The agricultural unions are right when they claim for him exchange rate delay.
The dollar strengthens against the strongest currencies in the world, but weakens against the Uruguayan peso, how strange, right?
This happens because – and congratulations – Dollars enter for good exports and some (little) investmentbut also because, to combat inflation, The Central Bank of Uruguay raises the interest rate and issues bills in pesos at very high rates.
In this way, whoever had savings in dollars sees that they are paid, let’s say, 12% if they switch to pesos and with the dollar flattening or falling, they get an equivalent rate in novela dollars. Then, dollars are sold to change to pesos and thus the price of the dollar is further depressed.
Even international operators looking to arbitrage all over the world, can bring in dollars just to get these super rates.
And on the demand side for dollars, we have made no progress, for example, lowering tariffs to import more or allowing the AFAPs to use pesos from our salaries to buy dollars and place them, for example, in US treasury bonds.
So when a claim for exchange rate delay arrives, it is not worth answering with the face of “I was not it” that the dollar floats.
It is clear that we have a persistent exchange rate delay due to failures in macroeconomic policy: fiscal deficit (which forces to issue pesos and bring dollars as debt); indomitable inflation (the Central Bank of Uruguay itself imposes an inflation range that it never meets, why does it do it?; permanent fight against inflation through the interest rate instead of attacking its generating causes… all at cost of hundreds of millions of dollars that leave nothing to society other than foreign exchange delays, higher dollar prices and the inability to add value to our exports.

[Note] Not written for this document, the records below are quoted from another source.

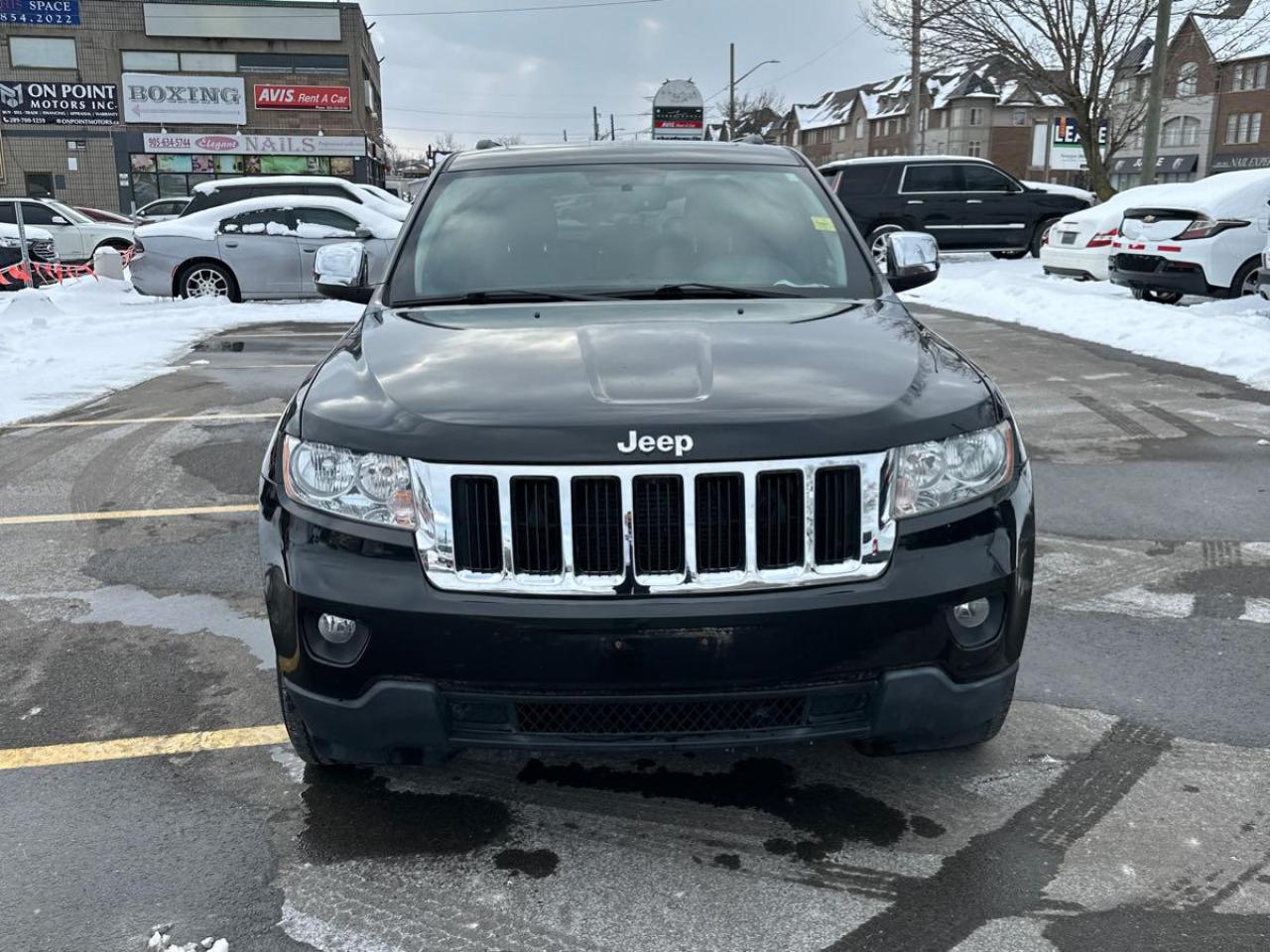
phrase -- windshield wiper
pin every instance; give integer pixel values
(697, 289)
(502, 296)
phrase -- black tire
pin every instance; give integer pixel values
(969, 738)
(296, 729)
(1246, 280)
(207, 280)
(875, 246)
(1157, 298)
(1039, 235)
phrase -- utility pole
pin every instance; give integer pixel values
(731, 90)
(915, 80)
(1156, 93)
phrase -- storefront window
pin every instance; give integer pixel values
(171, 176)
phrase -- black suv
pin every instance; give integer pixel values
(968, 204)
(634, 447)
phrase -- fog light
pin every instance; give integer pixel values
(335, 630)
(971, 615)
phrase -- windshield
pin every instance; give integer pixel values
(627, 230)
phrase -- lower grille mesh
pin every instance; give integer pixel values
(661, 717)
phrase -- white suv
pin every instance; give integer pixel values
(1206, 238)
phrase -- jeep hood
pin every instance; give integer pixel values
(566, 384)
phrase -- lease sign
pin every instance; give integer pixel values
(284, 96)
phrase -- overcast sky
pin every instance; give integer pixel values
(536, 73)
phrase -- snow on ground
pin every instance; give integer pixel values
(1224, 336)
(64, 344)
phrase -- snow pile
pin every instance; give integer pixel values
(64, 344)
(162, 941)
(1224, 336)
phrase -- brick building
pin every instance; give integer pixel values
(965, 111)
(126, 100)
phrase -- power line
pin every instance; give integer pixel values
(275, 13)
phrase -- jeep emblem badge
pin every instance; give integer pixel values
(680, 442)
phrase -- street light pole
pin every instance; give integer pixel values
(1159, 62)
(733, 79)
(731, 90)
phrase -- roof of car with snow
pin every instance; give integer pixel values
(202, 225)
(1238, 193)
(633, 151)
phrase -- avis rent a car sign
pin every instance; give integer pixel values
(285, 96)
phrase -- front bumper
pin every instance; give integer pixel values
(1157, 273)
(434, 670)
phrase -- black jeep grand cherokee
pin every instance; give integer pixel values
(635, 448)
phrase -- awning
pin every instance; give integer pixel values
(1171, 164)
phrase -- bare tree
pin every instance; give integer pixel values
(753, 109)
(906, 23)
(1072, 50)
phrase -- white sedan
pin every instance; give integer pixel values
(75, 235)
(1080, 244)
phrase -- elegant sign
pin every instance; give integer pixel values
(285, 96)
(679, 111)
(41, 13)
(59, 103)
(186, 99)
(220, 143)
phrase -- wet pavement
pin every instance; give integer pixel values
(1123, 805)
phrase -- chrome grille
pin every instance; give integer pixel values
(653, 529)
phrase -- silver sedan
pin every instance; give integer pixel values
(255, 249)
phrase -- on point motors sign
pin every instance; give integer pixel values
(679, 111)
(322, 98)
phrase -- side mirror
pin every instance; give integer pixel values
(912, 259)
(339, 272)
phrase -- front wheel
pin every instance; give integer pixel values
(1159, 298)
(207, 280)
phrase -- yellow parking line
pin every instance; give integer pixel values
(121, 420)
(125, 748)
(125, 515)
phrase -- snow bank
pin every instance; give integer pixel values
(1224, 336)
(63, 345)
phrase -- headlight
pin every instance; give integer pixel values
(940, 474)
(367, 486)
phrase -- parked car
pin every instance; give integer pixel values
(635, 448)
(258, 248)
(40, 248)
(1082, 193)
(1205, 238)
(75, 236)
(968, 204)
(103, 216)
(1080, 244)
(209, 194)
(160, 209)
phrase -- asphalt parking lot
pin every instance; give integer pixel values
(145, 779)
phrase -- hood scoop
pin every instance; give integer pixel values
(649, 365)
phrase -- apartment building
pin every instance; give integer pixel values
(113, 103)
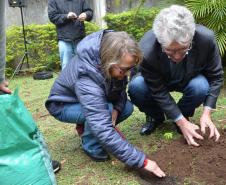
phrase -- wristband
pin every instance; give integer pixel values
(145, 163)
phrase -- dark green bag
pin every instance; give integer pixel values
(24, 158)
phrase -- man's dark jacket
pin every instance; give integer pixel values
(203, 59)
(67, 29)
(83, 81)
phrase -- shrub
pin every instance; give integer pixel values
(42, 46)
(135, 22)
(213, 15)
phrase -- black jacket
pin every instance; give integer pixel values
(68, 30)
(203, 59)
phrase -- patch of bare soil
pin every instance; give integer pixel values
(182, 163)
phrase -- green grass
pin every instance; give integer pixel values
(64, 144)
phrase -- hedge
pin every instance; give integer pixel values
(42, 46)
(134, 22)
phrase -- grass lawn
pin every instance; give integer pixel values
(64, 144)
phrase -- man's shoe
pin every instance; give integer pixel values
(178, 128)
(101, 157)
(149, 126)
(56, 166)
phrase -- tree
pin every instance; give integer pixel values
(211, 13)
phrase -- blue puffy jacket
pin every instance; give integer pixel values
(82, 81)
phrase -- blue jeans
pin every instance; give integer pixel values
(194, 94)
(67, 51)
(73, 113)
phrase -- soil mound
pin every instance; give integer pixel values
(192, 165)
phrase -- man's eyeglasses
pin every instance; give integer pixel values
(183, 51)
(125, 70)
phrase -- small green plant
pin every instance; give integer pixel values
(168, 135)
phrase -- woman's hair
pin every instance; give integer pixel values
(174, 24)
(113, 46)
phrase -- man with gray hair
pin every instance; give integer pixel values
(3, 83)
(178, 56)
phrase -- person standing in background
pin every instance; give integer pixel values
(69, 17)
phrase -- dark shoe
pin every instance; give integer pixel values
(149, 126)
(56, 166)
(79, 129)
(101, 157)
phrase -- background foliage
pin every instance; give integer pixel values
(42, 46)
(211, 13)
(135, 22)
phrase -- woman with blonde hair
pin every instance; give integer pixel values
(91, 92)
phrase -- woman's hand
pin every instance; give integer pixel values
(154, 168)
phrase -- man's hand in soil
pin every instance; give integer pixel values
(206, 122)
(4, 87)
(82, 17)
(154, 168)
(189, 131)
(71, 15)
(114, 116)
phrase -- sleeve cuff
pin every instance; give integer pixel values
(208, 107)
(178, 118)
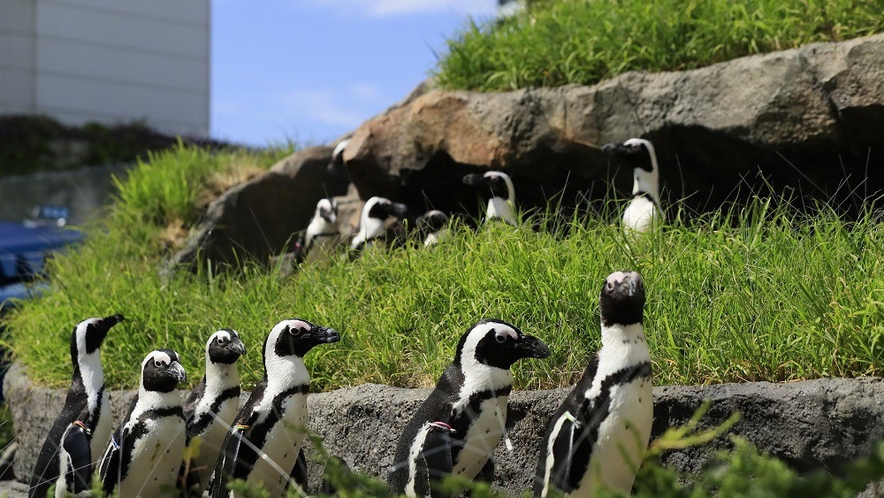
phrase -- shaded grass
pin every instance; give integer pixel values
(584, 41)
(757, 293)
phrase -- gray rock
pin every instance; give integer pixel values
(810, 424)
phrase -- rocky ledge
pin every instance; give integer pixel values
(810, 424)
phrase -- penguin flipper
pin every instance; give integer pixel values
(109, 468)
(435, 462)
(75, 443)
(563, 455)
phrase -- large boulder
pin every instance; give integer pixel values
(811, 424)
(806, 118)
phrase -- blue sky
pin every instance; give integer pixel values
(312, 70)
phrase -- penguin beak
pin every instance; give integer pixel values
(177, 371)
(474, 179)
(532, 347)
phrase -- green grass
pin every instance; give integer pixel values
(584, 41)
(755, 293)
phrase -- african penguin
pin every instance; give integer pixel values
(144, 455)
(498, 187)
(458, 426)
(322, 233)
(643, 211)
(265, 441)
(209, 409)
(432, 227)
(372, 227)
(598, 436)
(80, 432)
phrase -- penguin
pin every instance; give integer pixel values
(144, 455)
(432, 227)
(265, 441)
(501, 204)
(81, 430)
(209, 409)
(457, 427)
(322, 233)
(643, 210)
(372, 227)
(598, 436)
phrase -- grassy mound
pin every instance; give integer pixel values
(757, 293)
(584, 41)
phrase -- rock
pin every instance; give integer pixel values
(811, 424)
(802, 118)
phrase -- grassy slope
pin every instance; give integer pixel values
(767, 298)
(579, 41)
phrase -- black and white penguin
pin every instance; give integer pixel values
(79, 434)
(431, 226)
(458, 426)
(144, 455)
(372, 222)
(322, 234)
(211, 406)
(643, 211)
(265, 441)
(598, 436)
(498, 187)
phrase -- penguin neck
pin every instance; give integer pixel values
(622, 346)
(220, 377)
(89, 372)
(285, 372)
(318, 226)
(498, 207)
(647, 182)
(370, 228)
(154, 400)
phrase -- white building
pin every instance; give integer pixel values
(111, 61)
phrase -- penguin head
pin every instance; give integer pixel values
(639, 154)
(492, 184)
(161, 371)
(295, 337)
(622, 299)
(327, 209)
(498, 344)
(225, 346)
(90, 333)
(431, 221)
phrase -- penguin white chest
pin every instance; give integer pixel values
(281, 447)
(640, 214)
(481, 437)
(156, 458)
(622, 440)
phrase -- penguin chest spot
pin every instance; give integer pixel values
(156, 458)
(281, 447)
(623, 436)
(483, 434)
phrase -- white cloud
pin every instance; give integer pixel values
(391, 8)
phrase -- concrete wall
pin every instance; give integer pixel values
(108, 61)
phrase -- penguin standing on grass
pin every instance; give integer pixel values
(643, 210)
(498, 187)
(599, 435)
(372, 222)
(458, 426)
(79, 434)
(265, 442)
(209, 409)
(144, 455)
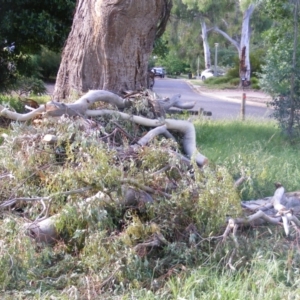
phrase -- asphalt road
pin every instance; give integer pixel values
(220, 109)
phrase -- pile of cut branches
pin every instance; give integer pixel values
(115, 174)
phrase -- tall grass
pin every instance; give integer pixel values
(264, 266)
(254, 149)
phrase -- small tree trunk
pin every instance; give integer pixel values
(109, 46)
(205, 43)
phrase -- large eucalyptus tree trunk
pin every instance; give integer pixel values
(109, 45)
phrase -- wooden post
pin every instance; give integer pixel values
(243, 106)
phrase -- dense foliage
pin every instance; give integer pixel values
(281, 75)
(26, 26)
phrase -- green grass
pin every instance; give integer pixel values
(251, 148)
(266, 263)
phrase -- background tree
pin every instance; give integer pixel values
(109, 45)
(208, 12)
(26, 26)
(281, 76)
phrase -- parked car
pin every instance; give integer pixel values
(210, 73)
(159, 71)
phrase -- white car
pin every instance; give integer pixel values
(158, 71)
(210, 73)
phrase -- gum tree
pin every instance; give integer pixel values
(109, 45)
(281, 75)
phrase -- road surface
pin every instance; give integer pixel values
(220, 109)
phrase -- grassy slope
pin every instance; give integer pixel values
(254, 149)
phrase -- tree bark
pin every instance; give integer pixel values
(205, 44)
(109, 45)
(244, 42)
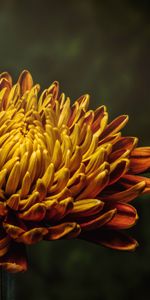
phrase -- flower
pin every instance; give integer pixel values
(65, 172)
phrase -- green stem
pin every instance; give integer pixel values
(7, 286)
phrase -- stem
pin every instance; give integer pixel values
(7, 287)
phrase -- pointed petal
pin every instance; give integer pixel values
(98, 221)
(111, 239)
(140, 160)
(126, 195)
(125, 217)
(127, 143)
(26, 81)
(32, 236)
(35, 213)
(119, 168)
(115, 126)
(86, 207)
(62, 230)
(129, 180)
(15, 260)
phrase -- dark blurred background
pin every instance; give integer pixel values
(100, 48)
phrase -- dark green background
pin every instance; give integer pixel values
(100, 48)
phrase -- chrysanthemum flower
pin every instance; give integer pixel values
(65, 172)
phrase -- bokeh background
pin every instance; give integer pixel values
(100, 48)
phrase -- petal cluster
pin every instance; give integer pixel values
(65, 171)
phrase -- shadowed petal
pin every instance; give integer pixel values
(15, 260)
(99, 221)
(125, 217)
(62, 230)
(129, 180)
(111, 239)
(140, 160)
(126, 195)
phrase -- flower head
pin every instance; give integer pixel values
(65, 172)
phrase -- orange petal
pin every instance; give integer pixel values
(140, 160)
(4, 242)
(95, 186)
(35, 213)
(57, 210)
(86, 207)
(4, 83)
(3, 210)
(139, 165)
(119, 170)
(33, 235)
(111, 239)
(127, 143)
(129, 180)
(115, 126)
(54, 89)
(118, 154)
(125, 217)
(15, 260)
(98, 221)
(98, 115)
(6, 76)
(126, 195)
(62, 230)
(141, 152)
(26, 81)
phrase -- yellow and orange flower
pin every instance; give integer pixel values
(65, 172)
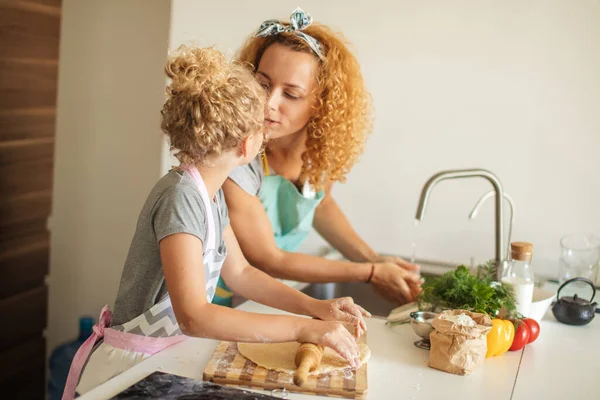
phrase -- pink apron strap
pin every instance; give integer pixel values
(117, 339)
(84, 352)
(139, 343)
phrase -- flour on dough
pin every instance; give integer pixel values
(280, 356)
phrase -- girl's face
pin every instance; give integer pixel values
(290, 79)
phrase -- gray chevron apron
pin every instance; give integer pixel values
(125, 345)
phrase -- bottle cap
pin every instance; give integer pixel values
(521, 251)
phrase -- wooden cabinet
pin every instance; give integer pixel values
(29, 45)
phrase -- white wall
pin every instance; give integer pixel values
(108, 147)
(510, 86)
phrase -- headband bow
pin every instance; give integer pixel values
(298, 21)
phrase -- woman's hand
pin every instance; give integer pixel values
(343, 310)
(396, 283)
(331, 334)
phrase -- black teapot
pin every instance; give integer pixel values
(573, 310)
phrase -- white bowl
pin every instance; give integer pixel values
(541, 302)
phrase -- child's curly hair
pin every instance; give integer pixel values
(343, 118)
(212, 104)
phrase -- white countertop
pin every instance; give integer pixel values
(562, 364)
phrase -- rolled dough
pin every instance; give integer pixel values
(280, 356)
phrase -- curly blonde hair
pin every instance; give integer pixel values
(212, 104)
(343, 111)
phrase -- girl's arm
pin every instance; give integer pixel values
(181, 256)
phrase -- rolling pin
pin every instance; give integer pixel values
(308, 358)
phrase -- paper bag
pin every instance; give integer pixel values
(456, 348)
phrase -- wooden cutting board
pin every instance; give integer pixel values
(228, 367)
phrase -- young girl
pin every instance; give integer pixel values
(214, 118)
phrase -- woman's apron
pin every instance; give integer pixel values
(156, 329)
(290, 212)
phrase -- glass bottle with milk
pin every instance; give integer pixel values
(519, 275)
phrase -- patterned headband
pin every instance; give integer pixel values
(298, 21)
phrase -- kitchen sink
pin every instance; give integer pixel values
(363, 294)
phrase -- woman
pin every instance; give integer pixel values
(214, 117)
(319, 113)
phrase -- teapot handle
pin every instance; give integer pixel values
(574, 280)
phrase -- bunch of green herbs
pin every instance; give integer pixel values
(459, 289)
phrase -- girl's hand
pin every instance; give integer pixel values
(331, 334)
(343, 310)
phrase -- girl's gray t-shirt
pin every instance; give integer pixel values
(173, 206)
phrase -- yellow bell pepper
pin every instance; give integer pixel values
(500, 338)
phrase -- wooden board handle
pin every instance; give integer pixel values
(308, 358)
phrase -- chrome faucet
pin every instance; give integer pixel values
(499, 196)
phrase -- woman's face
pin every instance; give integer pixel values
(290, 79)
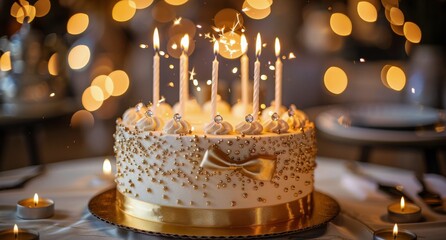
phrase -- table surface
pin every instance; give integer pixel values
(71, 184)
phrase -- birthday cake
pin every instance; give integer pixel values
(215, 166)
(214, 176)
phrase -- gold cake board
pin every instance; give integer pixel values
(325, 209)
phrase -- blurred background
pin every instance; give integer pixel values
(69, 68)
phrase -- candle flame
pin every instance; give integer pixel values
(216, 48)
(244, 44)
(16, 231)
(395, 230)
(156, 40)
(402, 204)
(36, 199)
(277, 47)
(106, 167)
(185, 43)
(258, 45)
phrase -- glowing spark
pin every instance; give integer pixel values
(192, 74)
(177, 21)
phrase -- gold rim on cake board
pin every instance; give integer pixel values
(104, 207)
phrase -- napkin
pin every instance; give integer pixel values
(11, 178)
(436, 183)
(360, 188)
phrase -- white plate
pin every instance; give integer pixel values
(392, 115)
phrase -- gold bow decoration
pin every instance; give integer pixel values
(259, 167)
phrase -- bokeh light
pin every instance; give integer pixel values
(141, 4)
(367, 11)
(229, 45)
(255, 13)
(412, 32)
(82, 118)
(53, 64)
(26, 11)
(228, 19)
(78, 57)
(335, 80)
(396, 16)
(90, 98)
(176, 2)
(120, 81)
(340, 24)
(42, 7)
(124, 10)
(105, 83)
(5, 61)
(163, 12)
(395, 78)
(185, 26)
(260, 4)
(77, 23)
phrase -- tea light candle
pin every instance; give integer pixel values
(18, 234)
(394, 234)
(35, 208)
(403, 212)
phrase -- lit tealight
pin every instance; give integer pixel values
(35, 208)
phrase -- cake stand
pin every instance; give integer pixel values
(103, 206)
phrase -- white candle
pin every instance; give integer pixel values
(278, 95)
(156, 70)
(184, 73)
(255, 97)
(214, 82)
(244, 65)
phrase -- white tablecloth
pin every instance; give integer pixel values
(71, 184)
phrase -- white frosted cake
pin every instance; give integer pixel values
(192, 172)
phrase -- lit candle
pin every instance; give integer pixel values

And, in general, the same ones who always infringe on us the exchange rate arrears comment that “not only the exchange rate influences competitiveness”. Certain! But let’s see what factors affect competitiveness.
An important one would be labor productivity, but unfortunately here it seems that it is going down instead of going up.
Another would be the weight of the State in bureaucracy and taxes, but in this neither does aid arrive to neutralize the exchange rate delay.
Another one would be the cost of energy, which has not gone down either.
The infrastructure has been improving, but it has not yet managed to lower logistics costs.
Nor have we been able to lower tariffs abroad and we continue to lack a good capital market and long and cheap financing, as in other places.
So, the exchange rate delay makes us more expensive in dollars, but we can correct it quickly.
The other important competitiveness factors do not help or play against, correcting them will take years.
Thus, it turns out that we cannot add value: instead of tanning leather and making jackets and shoes –as we knew how to do– we send them abroad wet, the same with trunks that we care for 25 years or with soybeans that come out as beans instead of make flour or oil, the meat comes out in a high proportion with the bone… and it adds up and goes on.
In the end, it is a matter of priorities. In my opinion, Uruguay cannot be an expensive island in a cheap ocean.
You have to choose: We want to be a very competitive country that adds value to its exports and grows strong… yes or no?